Voila la question à laquelle tente de répondre notre
démarche quantitative en essayant de mesurer le sentiment des PE sur
l'enseignement de nos langues dans les programmes scolaires.
Ainsi, sur vingt (20) PE enquêtés, dix neuf (19
%) approuvent l'introduction des LN dans le système éducatif .En
valeur relative, ils constituent quatre vingt quinze pour cent (95 %) des
répondants.
Cependant, cet accord n'est pas sans raison dans la mesure
où la justification de cette volonté est sous tendue par des
arguments de ce type : « parce que cela permet la connaissance de
toutes nos valeurs (enracinement) et l'ouverture s'en suivra » ; «
c'est un point positif dans la mesure où nos enfants deviennent
performants surtout dans les domaines scientifiques » ; « permet
à l'élève d'avoir une plus grande connaissance et une plus
nette maitrise des apprentissages » ; « permet une bonne
communication entre les enseignants et les apprenants, permet une bonne
compréhension des enseignements, c'est dans sa langue nationale que
l'enfant a une meilleure compréhension des apprentissages » ;
« mieux on utilise sa propre langue, plus on est à l'aise dans les
autres langues. Ça permet aussi la sauvegarde des valeurs culturelles
propres » ; « peut permettre une mobilisation sociale autour de nos
valeurs nationales » ; « permet une amélioration des
résultats scolaires ». (Enquête de terrain, commune
de Fatick, avril 2011). La problématique de l'enseignement bilingue
à l'école intéresse les PE. Ces discours témoignent
une volonté ô combien déclamée par les PE par
rapport au projet d'introduction des LN dans le SEF. En effet, l'utilisation
des LN dans les programmes scolaires permettrait
au moins deux choses : le développement cognitif rapide
des jeunes apprenants et leur endoculturation-rèenculturation »
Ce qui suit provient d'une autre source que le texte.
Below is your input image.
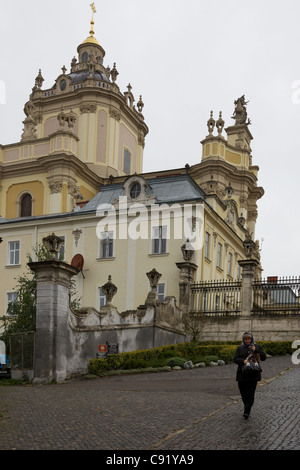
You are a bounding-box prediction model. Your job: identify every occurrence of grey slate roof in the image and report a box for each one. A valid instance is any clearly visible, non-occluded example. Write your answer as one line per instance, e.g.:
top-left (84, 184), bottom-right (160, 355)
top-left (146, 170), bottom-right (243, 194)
top-left (0, 174), bottom-right (206, 225)
top-left (80, 174), bottom-right (206, 213)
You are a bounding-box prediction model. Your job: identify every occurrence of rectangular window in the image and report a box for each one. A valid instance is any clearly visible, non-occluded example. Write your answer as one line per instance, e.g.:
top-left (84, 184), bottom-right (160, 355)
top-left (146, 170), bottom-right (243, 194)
top-left (7, 292), bottom-right (18, 315)
top-left (228, 252), bottom-right (233, 276)
top-left (8, 241), bottom-right (20, 265)
top-left (100, 232), bottom-right (114, 258)
top-left (205, 232), bottom-right (210, 259)
top-left (152, 226), bottom-right (167, 254)
top-left (99, 287), bottom-right (107, 309)
top-left (237, 262), bottom-right (241, 280)
top-left (123, 149), bottom-right (131, 175)
top-left (156, 283), bottom-right (165, 302)
top-left (58, 236), bottom-right (65, 261)
top-left (217, 243), bottom-right (222, 268)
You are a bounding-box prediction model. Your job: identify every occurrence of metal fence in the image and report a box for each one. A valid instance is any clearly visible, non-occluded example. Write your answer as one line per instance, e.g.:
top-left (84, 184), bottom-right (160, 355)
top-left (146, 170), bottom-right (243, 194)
top-left (252, 276), bottom-right (300, 315)
top-left (191, 280), bottom-right (242, 316)
top-left (9, 331), bottom-right (35, 379)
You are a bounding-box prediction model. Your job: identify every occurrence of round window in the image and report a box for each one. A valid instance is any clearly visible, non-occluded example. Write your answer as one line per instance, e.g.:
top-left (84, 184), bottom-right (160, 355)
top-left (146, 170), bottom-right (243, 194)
top-left (130, 183), bottom-right (141, 199)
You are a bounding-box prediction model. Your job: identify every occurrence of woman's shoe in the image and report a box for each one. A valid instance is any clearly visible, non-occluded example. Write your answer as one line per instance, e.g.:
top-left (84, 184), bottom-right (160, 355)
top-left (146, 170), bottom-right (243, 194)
top-left (243, 405), bottom-right (250, 418)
52 par rapport à leurs environnement et valeurs culturels. En
effet, les parents sont conscients que la transmission de connaissances n'est
facile que si le moyen linguistique utilisé émane de sa propre
culture. Si nous sommes d'avis avec cet argumentaire, il serait alors pertinent
de dire que le choix et le comportement éducatif d'un pays doivent avoir
une relation avec son comportement socioculturel. C'est dans ce sens que KI
ZERBO parlait d'Education endogène pour le continent africain. Comment
analysons - nous les pléthoriques dictons et proverbes en LN très
souvent utilisés dans la vie sociale sénégalaise sans
qu'ils puissent avoir accès au SEF de base ? L'absence de ces proverbes
et dictions dans le SEF est la résultante de l'absence des LN dans ce
dit système. Intitule de rappeler que l'essai de leur traduction ou leur
équivalence en langues occidentales trahirait en substance leur sens et
par là, les apprenants pourraient en amont ignorer le vrai sens et le
contexte culturel des codes sociaux mis en exergue par ces styles
linguistiques. Par conséquent, ces mediums de transmission de
connaissances mis en oeuvre dans l'enseignement élémentaire
formel, auraient comme atouts la compréhension des cours qui corsera
ensuite les résultats scolaires. A supposer que ces arguments soient
pertinents, nous confessons que ce projet d'introduction des LN à
l'élémentaire conduirait à un double succès qui se
range, entre autres, dans le domaine cognitif et socioculturel.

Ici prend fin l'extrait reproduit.